To this, a reader and friend asked me the following:

This makes me ask the more fundamental question. Is there a way to make a reliable stablecoin but not offered by a state?

My view of this is twofold.

One, any private attempt to create an asset-backed or currency-backed stablecoin is futile. 

Two, we don’t need asset backing to create a stablecoin. 

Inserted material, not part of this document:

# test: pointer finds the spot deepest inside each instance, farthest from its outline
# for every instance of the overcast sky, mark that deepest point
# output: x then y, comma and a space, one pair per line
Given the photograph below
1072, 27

Let’s talk about One: why private stablecoins are near-impossible to pull off:

Asset backed coins are always reactive to demand and supply. A dollar backed stablecoin must bring actual dollars or dollar equivalents onto their books when demand is high, and must take them off the books when demand it low. This is fundamental to maintaining the price at USD 1, but is always post-facto. This is the same whether the underlying is fiat, crypto, commodities or others. Overcapitalisation is one answer, but only in a finite band. If a stablecoin becomes popular, the surplus can quickly be eaten up. In the case of crypto backed stablecoins, a wide rise or fall in the underlying token’s price could do the same.

Fiat has no such problems because they are units of account enforced by governments. A dollar is One Dollar because the US government says so, and the US government ensures it is the only one who can say so. Dollars are not backed by anything, and nor are other fiat currencies.

Of course, there could be excess demand for money, for dollars, and the federal reserve could print more, but (and this is some simplification here) if it prints more than the economy ‘needs’, it leads to a glut, which we call inflation, which is simply that goods begin to cost more because a dollar is ‘worth’ less. But that last fact is always expressed in terms of the price of other things. A stablecoin is one such thing. 

This is why the only practical fiat stablecoin is one that is issued by a government.

But that is only half the picture. 

So then let’s talk about Two: whether asset backing – state-mandated fiat or otherwise – is even necessary for a stablecoin:

USDT is the most popular stablecoin. And that popularity also makes it the most interesting one – because Tether doesn’t really try hard to hide the fact that its asset backing isn’t really solid. The recent case with the state of New York required it to disclose that the vast majority of the backing was commercial paper and secured loans, not actual cash, which was under four percent. And yet there was no dip in volume, no volatility in price. It remained rock steady at USD 1.

This is because Tether serves one critical purpose: people need a crypto token equivalent of One Dollar.

Tether being early to the race set off a virtuous cycle: the more people owned it, the more other people were likely to own it, secure in the belief there were buyers for what they held. Put another way, that they could purchase other crypto tokens – ie other goods – for their USDT, and it would be measured in something familiar, dollars.

Tether had created Fiat. 

As the fintech commentator Patrick McKenzie wrote, although far less admiringly,

At this stage, at this volume, Tether’s price is anchored in the widespread belief that it represents One Dollar. 

That’s it. Not in the authenticity of its auditors’ report, not in the reputation of its founders.

PS Tether isn’t the only dollar stablecoin. Other major ones are Coinbase and Circle’s USDC, Binance’s BUSD and MakerDAO’s DAI, which together have a market cap of well over $100 billion as I write this. But Tether does represent over 60% of that.

So to conclude. 

Yes, an asset-backed stablecoin is only practical when it is issued by the same entity that issues the asset itself, ie a government. 

But being backed by an asset isn’t a prerequisite for a stablecoin when it becomes so popular it behaves like its own unit of account.

Apparently it is, in practice, possible to create a private dollar based on faith. That said, I find it hard to imagine how this party can last much longer for Tether. We shall see.